Ia tahu Maya mendambakan anak. Ia juga mendambakannya. Tama sering membayangkan menggendong bayi kecil, mengajarkan anak laki-lakinya mengutak-atik mesin, atau mendandani anak perempuannya dengan pita rambut. Tapi takdir berkata lain. Setiap kali ia melihat raut wajah Maya yang sendu saat topik anak muncul, hatinya ikut teriris. Ia sudah mencoba berbagai cara, membawa Maya ke pengobatan tradisional, membelikan berbagai ramuan. Tapi hasilnya nihil. Akhirnya ia pasrah. Mungkin memang belum rezeki. Ia berusaha meyakinkan Maya bahwa mereka akan baik-baik saja, bahkan tanpa kehadiran seorang anak. Bahwa mereka masih punya satu sama lain.
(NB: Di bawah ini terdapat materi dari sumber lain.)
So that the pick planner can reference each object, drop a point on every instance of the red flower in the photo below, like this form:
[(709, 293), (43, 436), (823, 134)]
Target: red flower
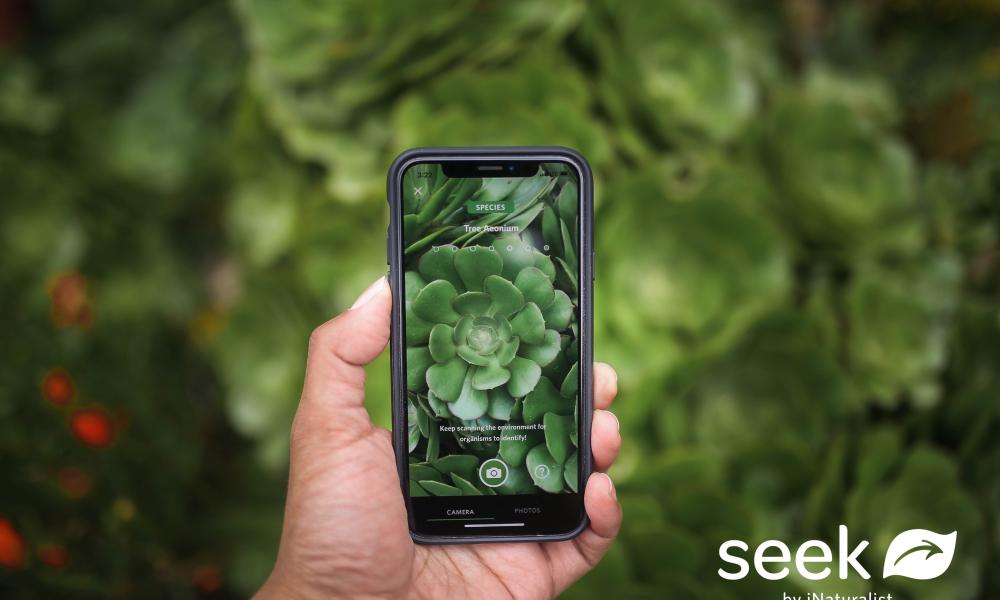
[(12, 547), (93, 427), (57, 387)]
Ia tahu Maya juga menginginkan lebih dari sekadar hidup pas-pasan. Ia sering melihat mata Maya yang berbinar saat melewati toko perhiasan, atau saat melihat model baju baru di majalah bekas. Tapi Tama tak mampu memberikan itu. Penghasilannya dari bengkel hanya cukup untuk memenuhi kebutuhan dasar. Sewa rumah, makan sehari-hari, listrik, air. Itu saja sudah memeras keringat. Untuk modal mengembangkan bengkel saja ia masih kesulitan. Ia pernah mencoba meminjam uang dari bank, tapi jaminannya tidak cukup.
Ia merasa bersalah. Merasa tidak mampu membahagiakan Maya sepenuhnya. Apakah itu sebabnya Maya terkadang terlihat murung? Apakah ia terlalu sibuk dengan motor-motornya sehingga tidak menyadari kesepian Maya? Tama menghela napas. Ia hanya bisa memberikan apa yang ia punya. Tenaga dan kesetiaan. Ia tidak pernah berpikir untuk macam-macam di belakang Maya. Baginya, Maya adalah satu-satunya. Istrinya.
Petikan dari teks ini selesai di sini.